Establishing best practices in evaluation and a consistent governance framework
Evaluation is a key element needed to inform AI governance decisions. These allow the functionality, behavior, and impact of AI systems to be measured, providing critical information for risk assessment and designing appropriate mitigations. However, the science of frontier AI safety assessment is still in its early stages of development.

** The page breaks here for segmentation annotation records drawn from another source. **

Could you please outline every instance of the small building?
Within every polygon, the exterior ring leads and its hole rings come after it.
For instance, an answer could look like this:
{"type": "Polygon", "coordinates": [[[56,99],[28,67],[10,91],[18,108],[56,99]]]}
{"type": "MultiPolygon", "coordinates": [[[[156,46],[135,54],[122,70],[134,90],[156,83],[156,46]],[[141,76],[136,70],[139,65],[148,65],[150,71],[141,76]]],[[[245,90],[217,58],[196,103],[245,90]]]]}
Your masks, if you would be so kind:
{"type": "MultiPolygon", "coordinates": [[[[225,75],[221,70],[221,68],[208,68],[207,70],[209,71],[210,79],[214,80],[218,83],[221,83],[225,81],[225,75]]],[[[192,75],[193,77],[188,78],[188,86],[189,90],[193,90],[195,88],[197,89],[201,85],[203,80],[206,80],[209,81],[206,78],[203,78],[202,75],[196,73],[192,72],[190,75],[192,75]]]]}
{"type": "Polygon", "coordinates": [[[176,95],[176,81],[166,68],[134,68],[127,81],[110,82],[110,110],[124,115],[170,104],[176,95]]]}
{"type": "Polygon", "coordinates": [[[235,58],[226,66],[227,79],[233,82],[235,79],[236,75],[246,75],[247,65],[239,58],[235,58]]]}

The Frontier Model Forum (FMF), launched by Google with other leading AI research institutes, is collaborating with AI Safety Institutes and other stakeholders in the US and UK on best practices for evaluating frontier models. This is why. The AI Summit could help scale this effort internationally and avoid a patchwork of overlapping or mutually contradictory national testing and governance regimes. It is important to avoid fragmentation that can inadvertently compromise safety and innovation.
The U.S. and U.K. AI Safety Associations have already agreed to develop a common approach to safety testing, an important first step toward stronger collaboration. We believe that over time there is an opportunity to build this towards a common global approach. The first priority of the Seoul Summit may be to agree on a roadmap for a wide range of stakeholders to collaborate on the development and standardization of frontier AI assessment benchmarks and approaches.
It is also important to develop a shared framework for risk management. To contribute to these discussions, we recently introduced the first version of the Frontier Safety Framework. It is a set of protocols to proactively identify future AI capabilities that have the potential to cause serious harm and introduce mechanisms to detect and mitigate them. We look forward to significant advances in this framework as we learn from its implementation, deepen our understanding of AI risks and assessments, and collaborate with industry, academia, and government. Over time, we hope that sharing our approach will facilitate work with other collaborators to agree on standards and best practices for assessing the safety of future generations of AI models. I hope that you will.
Frontier Towards a global approach to AI safety
Many of the potential risks that may arise from advances on the AI front are global in nature. In the lead-up to the AI Seoul Summit, and with an eye toward future summits in France and other countries, we are excited about the opportunity to advance global collaboration on frontier AI safety. It is our hope that these summits will become dedicated forums to move towards a common global approach. Getting this right is a critical step in unlocking AI’s tremendous benefits for society.